Tūranga-nui-a-Kiwa – The New Zealand space sector is set to star in NASA’s capstone moon mission with Rocket Lab launching a satellite to the moon from New Zealand, possibly tomorrow night, depending on the weather.
It also marks the lift-off of a separate NASA-NZ lunar research project, the New Zealand Space Agency manager Andrew Johnson says.
The launch is scheduled for 9:55pm, tomorrow night. If organisers need to stand down for weather or technical delays, as is common for launches globally, they have aback up opportunities through to July 27.
Rocket Lab will launch its historic lunar mission from Mahia, near Gisborne, in support of NASA’s artemis programme which plans to return humans to the lunar surface, renewing human exploration of the moon and progressing towards human exploration of Mars.
The mission will test the lunar orbit for Gateway, a planned moon-orbiting outpost that is part of NASA’s programme.
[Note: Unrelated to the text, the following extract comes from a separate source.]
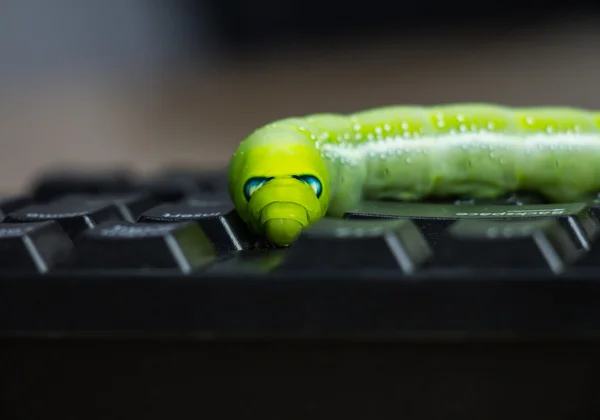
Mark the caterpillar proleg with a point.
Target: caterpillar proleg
(289, 173)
Ministry of Business, Innovation and Employment has an agreement with NASA that has enabled a University of Canterbury-led research collaboration with NASA to track moon-orbiting spacecraft, as part of NASA’s capstone mission.
The research aims to help validate research for a way of tracking spacecraft orbiting the moon or between high earth orbit and the moon. Tracking will be increasingly important as more countries and private actors send spacecraft to the moon.
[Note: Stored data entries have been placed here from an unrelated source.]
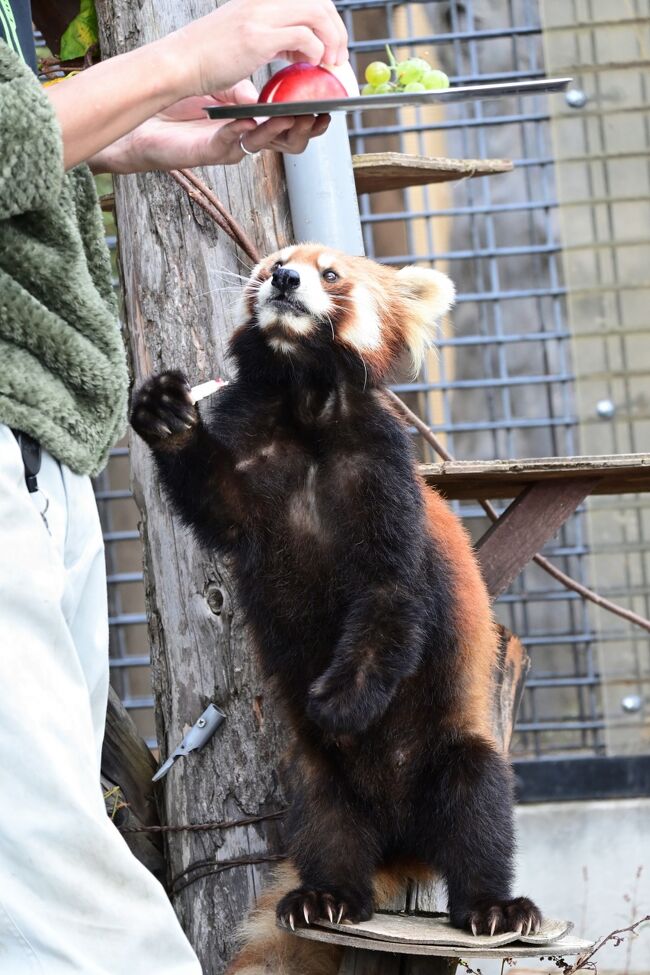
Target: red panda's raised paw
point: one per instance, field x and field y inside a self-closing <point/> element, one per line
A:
<point x="162" y="411"/>
<point x="520" y="915"/>
<point x="305" y="905"/>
The research team which includes contributors from the University of Auckland and the University of New South Wales, Australia, will attempt to track the spacecraft from observatories in Tekapo and Canberra.
Multiple lunar missions are already planned to launch, starting from this year.
New Zealand’s participation is helping Kiwi researchers and space sector companies to participate in the mission. The Aotearoa space sector is worth over $1.7 billion per annum with a space manufacturing industry that generates around $247 million a year in revenue.